Gao Weimin olhou atentamente. “Então é você, Bi Zhuang.”

“Tio Weimin?”, exclamou o homem.

“Olha só, família reunida”, disse Gao Weimin, sorrindo para Li Dong e dando um tapinha nas costas de Bi Zhuang. “Esse é meu primo.”

Li Dong quase riu: o primo era mais alto, mais forte e até parecia mais velho que Gao Weimin! Mal dava para alcançar o ombro dele com um tapinha.

“Posso ir agora, tio?”, perguntou Bi Zhuang.

“Pode, mas deixa um coelho para mim”, disse Gao Weimin, entregando dinheiro. “Estava mesmo com vontade.”

“Não, não vou aceitar”, respondeu Bi Zhuang, largando o dinheiro e saindo correndo, deixando Gao Weimin sem saber se ria ou se chorava. “Irmão, leva o coelho para casa.”

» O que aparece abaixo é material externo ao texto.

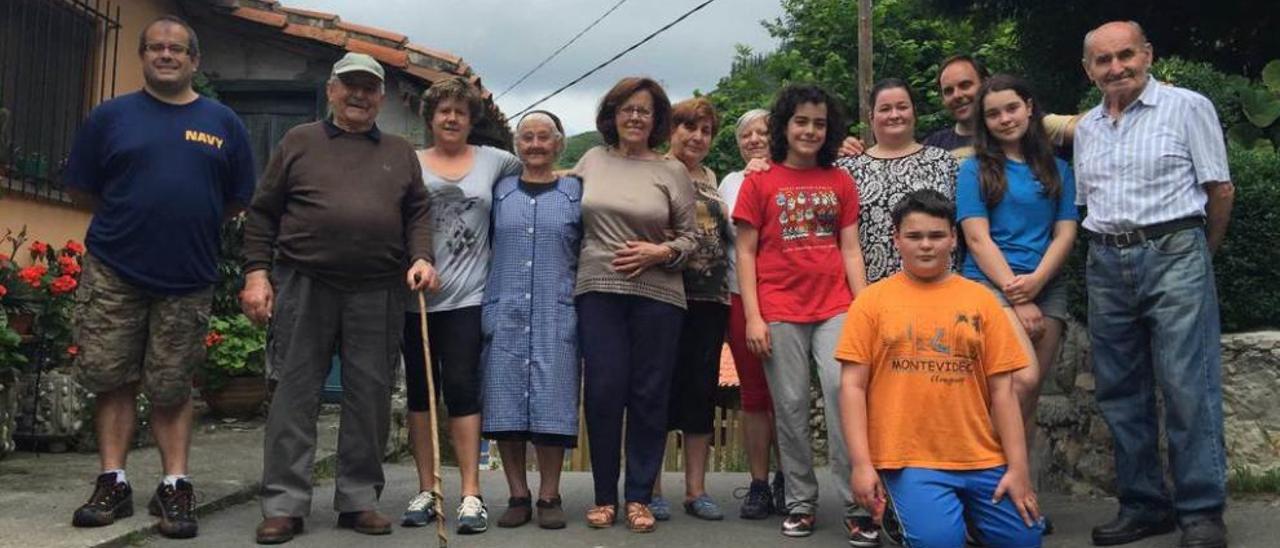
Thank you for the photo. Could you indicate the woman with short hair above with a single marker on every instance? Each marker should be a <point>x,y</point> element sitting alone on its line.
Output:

Li Dong pegou o coelho, percebendo o presente. Era grande, com dois ou três quilos, uma delícia. “Weimin, obrigado. Fique tranquilo, em alguns dias vou à cidade perguntar por você.”

Feliz com o presente, Li Dong voltou para Hanzhuang ao amanhecer, satisfeito com a noite de patrulha: comeu bem, aprendeu muito, e sentiu que as amarras sociais começavam a afrouxar. Camponeses já iam à cidade vender verduras, produtos do mato e até carne de caça, ainda que no mercado negro. Li Dong acreditava que em breve fariam isso à luz do dia.

“Xiaojun, venha ver o que o papai trouxe de bom!”, gritou Li Dong ao chegar em casa, animado, abrindo a porta com o coelho na mão.

Xiaojun, ao ver o coelho, comemorou: finalmente iam comer carne.

“Chegou?”, ouviu-se uma voz atrás.

Li Dong estremeceu; como aquela voz poderia estar em sua casa?

“Tio Guofu?”

Pronto, era o fim: Han Guofu estava em sua casa! O que estava acontecendo? O coelho era uma bomba agora!

“Vovô, olha o que o tio Li Dong trouxe para o irmão mais velho – um coelho!”, gritou Han Xiaohao, animado. Li Dong quase quis estrangular aquele menino; da próxima vez não lhe daria mais doces.

“Coelho?”, Han Guofu olhou para o neto, esperando explicações. Li Dong pensou: E agora? Xiaojun, venha logo explicar ao seu pai, o que está acontecendo?